Hackers used Google to debug malicious software.

Brandon Dickson, an independent information security researcher, published in his blog a story about the traces of the use of Google’s VirusTotal resource by hackers to debug his malicious programs.

For several years, Dixon, using various methods (which it does not indicate specifically), collected data on the behavior of users of the VirusTotal resource, with which it is possible to scan various files for their security. According to the researcher, the service, which ordinary users of the network use to increase their level of security, served as a means for malicious users to debug software.
')
The VirusTotal project was founded in 2004 in Spain and bought by Google in 2012 - it brings together more than three dozen antiviruses and security scanners manufactured by Symantec, Kaspersky Lab, F-Secure and other companies. Security researchers and ordinary netizens can upload files to the site to check for malware.



Brandon dickson

Dixon studied the behavior of users of VirusTotal using unique hashes that are assigned to them when they upload files to the site. Hackers uploaded files to the site until VirusTotal antiviruses reported that they did not find anything suspicious. Dickson found traces of several specific hackers or groups of cybercriminals. Moreover, the researcher even managed to determine the future targets of the attack of the intruders.

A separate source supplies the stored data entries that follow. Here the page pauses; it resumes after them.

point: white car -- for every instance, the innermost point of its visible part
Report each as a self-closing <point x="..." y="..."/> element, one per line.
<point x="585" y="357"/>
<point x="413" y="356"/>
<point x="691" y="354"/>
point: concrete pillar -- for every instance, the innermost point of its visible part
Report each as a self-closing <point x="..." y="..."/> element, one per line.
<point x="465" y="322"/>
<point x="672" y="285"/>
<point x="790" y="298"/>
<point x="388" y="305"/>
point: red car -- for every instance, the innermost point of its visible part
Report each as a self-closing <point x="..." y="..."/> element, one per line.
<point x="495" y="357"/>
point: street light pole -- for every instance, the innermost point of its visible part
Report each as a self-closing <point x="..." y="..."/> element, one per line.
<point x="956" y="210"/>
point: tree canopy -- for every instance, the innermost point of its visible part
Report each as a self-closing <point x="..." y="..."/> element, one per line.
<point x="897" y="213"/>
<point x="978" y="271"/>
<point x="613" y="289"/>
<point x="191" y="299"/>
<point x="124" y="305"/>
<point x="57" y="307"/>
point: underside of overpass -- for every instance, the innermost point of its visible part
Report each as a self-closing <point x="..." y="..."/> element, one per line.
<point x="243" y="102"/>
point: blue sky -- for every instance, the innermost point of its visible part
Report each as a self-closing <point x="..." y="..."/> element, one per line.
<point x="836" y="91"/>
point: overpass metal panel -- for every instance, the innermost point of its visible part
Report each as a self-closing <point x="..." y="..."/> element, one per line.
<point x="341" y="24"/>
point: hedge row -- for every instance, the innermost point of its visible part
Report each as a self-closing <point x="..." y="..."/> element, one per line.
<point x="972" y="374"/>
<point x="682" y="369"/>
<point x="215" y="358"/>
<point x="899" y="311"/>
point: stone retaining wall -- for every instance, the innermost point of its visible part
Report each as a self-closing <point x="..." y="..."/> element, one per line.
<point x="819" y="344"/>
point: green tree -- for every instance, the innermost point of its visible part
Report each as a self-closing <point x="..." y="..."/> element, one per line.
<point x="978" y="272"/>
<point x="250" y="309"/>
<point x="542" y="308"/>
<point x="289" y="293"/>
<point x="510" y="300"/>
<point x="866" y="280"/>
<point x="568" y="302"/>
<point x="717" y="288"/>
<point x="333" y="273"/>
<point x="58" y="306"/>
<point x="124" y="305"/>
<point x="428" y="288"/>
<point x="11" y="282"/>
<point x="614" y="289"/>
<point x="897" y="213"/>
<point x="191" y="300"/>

This was possible due to the fact that every time a file is uploaded to VirusTotal, metadata appears, including the name of the file and the time it was created and uploaded, as well as a hash created based on the IP address and the country from which the download occurred. Google uses various methods to complicate the allocation of IP addresses from the hash, but Dixon managed to at least determine the hashes of the IP addresses from which multiple file downloads were made.



By clicking the picture will open in full size.

The researcher has developed an algorithm for processing the collected data. According to the publication Wired, as a result, he was able to identify patterns and geographical areas of loading of two groups of hackers from China and Iran. At the same time, in some cases, Dixon could even track the development of attacks — first, the hackers themselves downloaded the malicious files for the test, and then from other addresses of the victim of the attack.

Dixon says he collected so much information about the activity on the attackers website, that it was time to share it with the public.